November’s allegations that Alabama Republican Senate candidate Roy Moore made advances toward teenage girls while he was in his 30s, reported by The Post, rocked the contest and contributed to his narrow loss to Democrat Doug Jones on Tuesday. The network exit poll found a slight 52 percent majority of voters saying the accusations of sexual misconduct were true, and 89 percent of this group supported Jones.
On America’s role in the world
In the Post-SurveyMonkey poll, 64 percent of respondents said 2017 was a bad year for America’s place in the world. And in a November Post-ABC poll, about twice as many people said America’s leadership in the world has gotten weaker under Trump than stronger (53 vs. 26 percent). That’s against the backdrop of an administration that has pursued an “America first” strategy and intentionally disengaged — cutting the diplomatic corps, pulling away from multilateral trade pacts, threatening to scuttle the Iran nuclear deal and becoming the only country not participating in the Paris climate accord. Trump’s positions may have produced something of a counter-reaction. A majority of Americans in 2017 said international trade is good for creating jobs in the United States, according to the Chicago Council on Global Affairs , whereas a year ago, a majority said it was not. The withdrawal from the Paris climate accord, coming in a year of extreme weather and when concern about global warming hit record highs, was opposed by 59 percent of Americans in a June Post-ABC poll.
At the same time, the administration has expanded U.S. military commitments — though without much debate. An August TIPP/Investor’s Business Daily poll found a slight 51 percent majority of adults supporting the decision to send additional troops to train Afghan forces and conduct counterterrorism operations, while 41 percent opposed doing so.
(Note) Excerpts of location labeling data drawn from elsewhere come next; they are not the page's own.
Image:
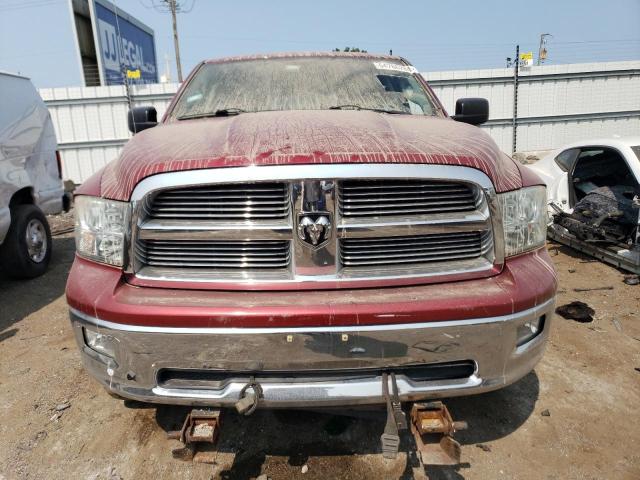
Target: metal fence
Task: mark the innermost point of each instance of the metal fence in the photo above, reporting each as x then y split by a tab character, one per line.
557	104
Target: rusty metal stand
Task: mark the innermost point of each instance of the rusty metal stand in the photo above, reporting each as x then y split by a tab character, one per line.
201	426
433	429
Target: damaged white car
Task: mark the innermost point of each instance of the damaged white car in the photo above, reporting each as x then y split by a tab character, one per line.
594	198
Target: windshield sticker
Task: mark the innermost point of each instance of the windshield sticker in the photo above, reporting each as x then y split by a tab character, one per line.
396	67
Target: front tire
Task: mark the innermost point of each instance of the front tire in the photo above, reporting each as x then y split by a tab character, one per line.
26	250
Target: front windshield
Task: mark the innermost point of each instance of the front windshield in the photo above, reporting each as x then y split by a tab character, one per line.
304	83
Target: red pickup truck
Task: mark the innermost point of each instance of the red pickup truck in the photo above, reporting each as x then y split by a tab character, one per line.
305	225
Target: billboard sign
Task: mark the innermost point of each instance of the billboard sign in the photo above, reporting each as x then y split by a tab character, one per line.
122	44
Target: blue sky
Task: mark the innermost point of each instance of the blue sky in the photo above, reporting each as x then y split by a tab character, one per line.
36	38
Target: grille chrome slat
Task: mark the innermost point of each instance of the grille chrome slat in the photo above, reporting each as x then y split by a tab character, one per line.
214	254
250	202
413	249
374	198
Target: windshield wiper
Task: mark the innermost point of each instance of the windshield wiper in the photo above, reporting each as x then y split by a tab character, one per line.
359	107
222	112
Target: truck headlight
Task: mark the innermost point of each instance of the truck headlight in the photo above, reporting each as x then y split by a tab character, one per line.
102	228
524	219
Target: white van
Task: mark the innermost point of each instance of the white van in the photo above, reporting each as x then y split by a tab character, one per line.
30	178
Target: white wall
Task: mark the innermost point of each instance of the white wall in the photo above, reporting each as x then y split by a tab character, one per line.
557	104
91	122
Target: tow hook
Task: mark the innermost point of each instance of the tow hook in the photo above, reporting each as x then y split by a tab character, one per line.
433	429
396	419
250	396
201	426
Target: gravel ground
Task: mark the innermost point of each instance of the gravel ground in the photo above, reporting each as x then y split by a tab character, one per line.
57	423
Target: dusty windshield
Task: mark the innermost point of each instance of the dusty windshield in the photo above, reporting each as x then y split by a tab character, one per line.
299	83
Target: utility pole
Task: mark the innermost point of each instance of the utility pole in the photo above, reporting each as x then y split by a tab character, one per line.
173	7
542	51
515	101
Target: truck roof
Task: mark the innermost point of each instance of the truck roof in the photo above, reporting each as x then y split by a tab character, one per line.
266	56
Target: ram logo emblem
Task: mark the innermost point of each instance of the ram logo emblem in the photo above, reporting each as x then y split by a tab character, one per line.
314	228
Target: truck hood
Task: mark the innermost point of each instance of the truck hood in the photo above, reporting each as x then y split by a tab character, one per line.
305	137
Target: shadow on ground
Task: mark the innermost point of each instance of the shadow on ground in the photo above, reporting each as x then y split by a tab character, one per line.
299	434
20	298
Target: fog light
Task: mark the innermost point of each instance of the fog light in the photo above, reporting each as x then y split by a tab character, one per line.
101	343
530	329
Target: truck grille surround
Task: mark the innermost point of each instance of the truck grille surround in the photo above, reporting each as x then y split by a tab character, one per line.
304	231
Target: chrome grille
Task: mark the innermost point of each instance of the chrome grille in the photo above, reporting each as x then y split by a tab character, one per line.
214	254
253	227
358	252
373	198
252	201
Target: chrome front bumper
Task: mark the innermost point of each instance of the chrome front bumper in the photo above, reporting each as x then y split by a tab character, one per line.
303	367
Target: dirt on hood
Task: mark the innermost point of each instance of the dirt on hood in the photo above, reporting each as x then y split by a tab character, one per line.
306	137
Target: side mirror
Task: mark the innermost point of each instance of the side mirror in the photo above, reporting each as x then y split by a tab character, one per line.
141	118
473	111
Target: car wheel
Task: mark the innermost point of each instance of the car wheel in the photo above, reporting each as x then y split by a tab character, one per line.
26	250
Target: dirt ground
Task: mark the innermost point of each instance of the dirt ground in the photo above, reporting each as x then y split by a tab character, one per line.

But by 61 to 30 percent, more Americans said “good diplomacy” is the best way to ensure peace than said the same of “military strength” in a June Pew Research Center survey.
So are Americans doomed to look back with disgust at the end of each year? In 2016, as you’ll no doubt recall, “worst year ever” was a common refrain. And 2017 doesn’t seem any more popular. Facebook’s year-in-review videos, compiling its algorithms’ best guess at the top moments from each user’s feed, have been met with a collective groan. Apparently no one wants to see a montage of posts about floods, fires, mass shootings, “me too” declarations and government moves they didn’t like.
Elections this fall point to one way Americans’ mood could shift in the coming year. If Democrats succeed in riding the anti-Trump sentiment evident in the Virginia gubernatorial and Alabama Senate elections to take control of the U.S. House or Senate in 2018’s midterm elections, Americans who are critical of Trump may grow more positive about the country’s direction. If the Post-SurveyMonkey poll had been conducted after Alabama’s election Tuesday, Democrats might have expressed at least somewhat more optimism than they did in late November. A significant victory for Democrats could be canceled out by a reciprocal rise in pessimism among Trump’s base, though those Republicans are likely to stay relatively optimistic while he is in the White House.
It’s far less clear whether the gap in national optimism will close between Democrats and Republicans, conservatives and liberals, Trump supporters and opponents. The divisions along these lines have been growing for decades, but the persistent gulf in 2017, even as the economy improves, highlights the power of political attachments to color our view of the state of the union.